Ao falar do mercado de trabalho, Lula citou especificamente o setor automobilístico. Contou ter recebido um telefonema recente do Sindicato dos Metalúrgicos do ABC (presumivelmente de seu presidente, Moisés Selerges Junior) e ouvido que várias montadoras estão paralisadas.

O setor, disse Lula, “parou de vender porque o povo parou de comprar”, não existe mais carro popular, “não está fácil comprar carro”. Em 2010, último ano dos governos anteriores de Lula, as montadoras venderam 3,8 milhões de carros no Brasil.
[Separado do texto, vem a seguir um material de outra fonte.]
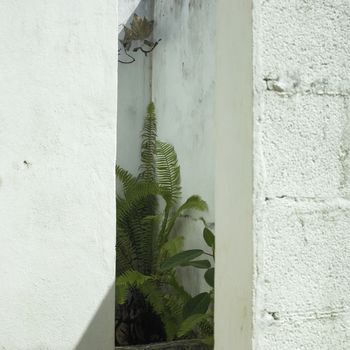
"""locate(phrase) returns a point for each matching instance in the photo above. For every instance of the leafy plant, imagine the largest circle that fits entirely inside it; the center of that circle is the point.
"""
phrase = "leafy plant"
(198, 312)
(148, 251)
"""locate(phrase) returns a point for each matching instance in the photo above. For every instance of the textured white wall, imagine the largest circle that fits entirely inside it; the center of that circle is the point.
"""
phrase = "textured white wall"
(57, 155)
(183, 90)
(302, 211)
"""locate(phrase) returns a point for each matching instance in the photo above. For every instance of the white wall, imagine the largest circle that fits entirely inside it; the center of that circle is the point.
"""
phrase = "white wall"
(234, 176)
(57, 155)
(302, 175)
(183, 90)
(134, 93)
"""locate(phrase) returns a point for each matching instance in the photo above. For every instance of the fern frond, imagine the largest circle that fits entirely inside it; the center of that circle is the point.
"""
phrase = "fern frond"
(168, 173)
(126, 178)
(190, 323)
(126, 281)
(193, 203)
(148, 145)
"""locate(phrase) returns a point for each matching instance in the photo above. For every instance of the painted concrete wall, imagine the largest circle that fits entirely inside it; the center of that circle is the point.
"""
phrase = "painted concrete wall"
(234, 176)
(57, 155)
(302, 212)
(134, 93)
(183, 90)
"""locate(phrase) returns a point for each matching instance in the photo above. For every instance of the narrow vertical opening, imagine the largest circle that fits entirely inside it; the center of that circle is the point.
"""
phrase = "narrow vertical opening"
(165, 281)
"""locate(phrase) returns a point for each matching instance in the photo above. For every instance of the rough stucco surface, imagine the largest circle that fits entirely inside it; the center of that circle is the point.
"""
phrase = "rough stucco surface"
(302, 204)
(57, 154)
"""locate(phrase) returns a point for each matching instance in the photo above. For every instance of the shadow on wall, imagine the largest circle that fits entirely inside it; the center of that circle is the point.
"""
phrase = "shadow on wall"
(99, 334)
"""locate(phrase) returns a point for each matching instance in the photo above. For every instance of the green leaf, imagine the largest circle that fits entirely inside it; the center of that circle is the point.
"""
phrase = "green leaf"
(181, 258)
(189, 323)
(209, 237)
(208, 341)
(168, 172)
(209, 277)
(200, 264)
(197, 305)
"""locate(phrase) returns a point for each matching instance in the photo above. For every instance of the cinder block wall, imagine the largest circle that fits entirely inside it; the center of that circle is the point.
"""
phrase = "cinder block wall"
(302, 206)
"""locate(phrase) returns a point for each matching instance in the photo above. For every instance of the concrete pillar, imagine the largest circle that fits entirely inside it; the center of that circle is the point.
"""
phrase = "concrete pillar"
(57, 156)
(298, 247)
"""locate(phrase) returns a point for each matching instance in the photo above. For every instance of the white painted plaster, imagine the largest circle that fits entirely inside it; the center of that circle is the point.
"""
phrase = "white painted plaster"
(57, 155)
(125, 9)
(234, 176)
(302, 270)
(183, 91)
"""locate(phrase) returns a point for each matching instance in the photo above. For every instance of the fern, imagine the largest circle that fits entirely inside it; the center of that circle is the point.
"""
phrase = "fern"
(144, 232)
(148, 145)
(168, 173)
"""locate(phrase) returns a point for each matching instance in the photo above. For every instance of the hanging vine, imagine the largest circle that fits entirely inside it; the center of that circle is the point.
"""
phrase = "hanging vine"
(137, 37)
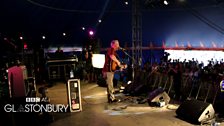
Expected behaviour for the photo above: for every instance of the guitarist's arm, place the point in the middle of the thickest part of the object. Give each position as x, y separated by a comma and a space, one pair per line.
113, 57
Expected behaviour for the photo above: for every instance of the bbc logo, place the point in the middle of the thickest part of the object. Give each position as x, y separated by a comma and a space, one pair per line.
33, 99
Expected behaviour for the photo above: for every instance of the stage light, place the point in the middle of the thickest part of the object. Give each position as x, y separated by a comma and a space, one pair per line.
98, 60
126, 2
91, 33
165, 2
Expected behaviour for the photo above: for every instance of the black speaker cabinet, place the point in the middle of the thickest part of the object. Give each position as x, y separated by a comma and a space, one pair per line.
195, 111
157, 95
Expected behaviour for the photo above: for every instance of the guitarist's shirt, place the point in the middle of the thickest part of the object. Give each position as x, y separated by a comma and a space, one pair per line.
108, 60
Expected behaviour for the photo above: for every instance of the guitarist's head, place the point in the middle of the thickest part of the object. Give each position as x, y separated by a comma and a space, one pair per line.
115, 44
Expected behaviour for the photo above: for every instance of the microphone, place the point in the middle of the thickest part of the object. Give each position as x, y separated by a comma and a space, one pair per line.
122, 49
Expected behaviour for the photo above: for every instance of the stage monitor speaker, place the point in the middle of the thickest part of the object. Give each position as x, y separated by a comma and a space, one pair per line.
158, 95
195, 111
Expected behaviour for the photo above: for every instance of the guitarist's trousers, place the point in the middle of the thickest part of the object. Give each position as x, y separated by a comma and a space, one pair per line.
110, 85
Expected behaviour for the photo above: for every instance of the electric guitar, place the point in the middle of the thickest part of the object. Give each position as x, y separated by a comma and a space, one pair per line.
115, 67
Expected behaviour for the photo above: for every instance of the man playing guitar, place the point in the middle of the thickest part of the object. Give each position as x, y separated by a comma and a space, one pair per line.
109, 68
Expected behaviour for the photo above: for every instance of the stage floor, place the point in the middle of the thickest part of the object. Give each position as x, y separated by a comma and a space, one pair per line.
97, 112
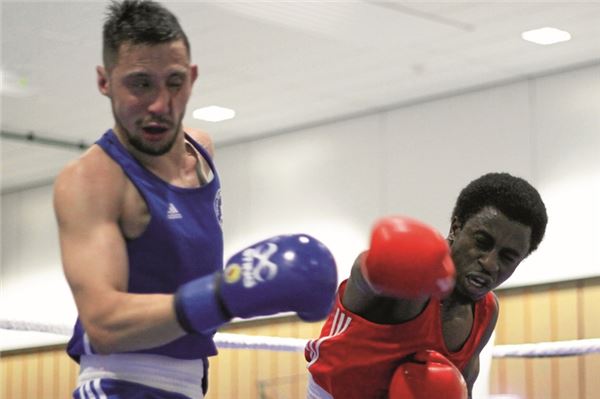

Agora, comercializam a metade, afirmou o petista. O financiamento mais barato por parte delas, na visão de Lula, precisa voltar.

Na segunda-feira 10, o presidente reunirá seus ministros parra um balanço de 100 dias de governo e para apresentar planos futuros. Entre estes, está justamente o de tentar baratear o crédito bancário, sobretudo para pequenas e médias empresas, pequenos e médios agricultores. A Fazenda desenhou um programa, o Desenrola, para desafogar quem tem dívidas bancárias e tentar fazer com que essas pessoas voltem a tomar empréstimos.

É outra medida que agora deixa Lula um pouco mais otimista com o futuro da economia. Idem um plano de obras de infraestrutura e na área social que deve ser lançado em 28 de abril. Até agora, é chamado dentro do governo de “novo PAC”, um nome provisório.

Alguns petistas no Congresso têm mostrado nos últimos dias uma postura mais pessimista, mais parecida com aquela de Lula no início do ano. A visão é de que o plano Haddad de controle de gastos pode travar a economia em 2024, em razão do objetivo de zerar o déficit público. Lula acredita que o plano é uma “engenharia muito bem pensada pela equipe do Haddad”.

O tempo dirá quem tem razão: os pessimistas ou os otimistas.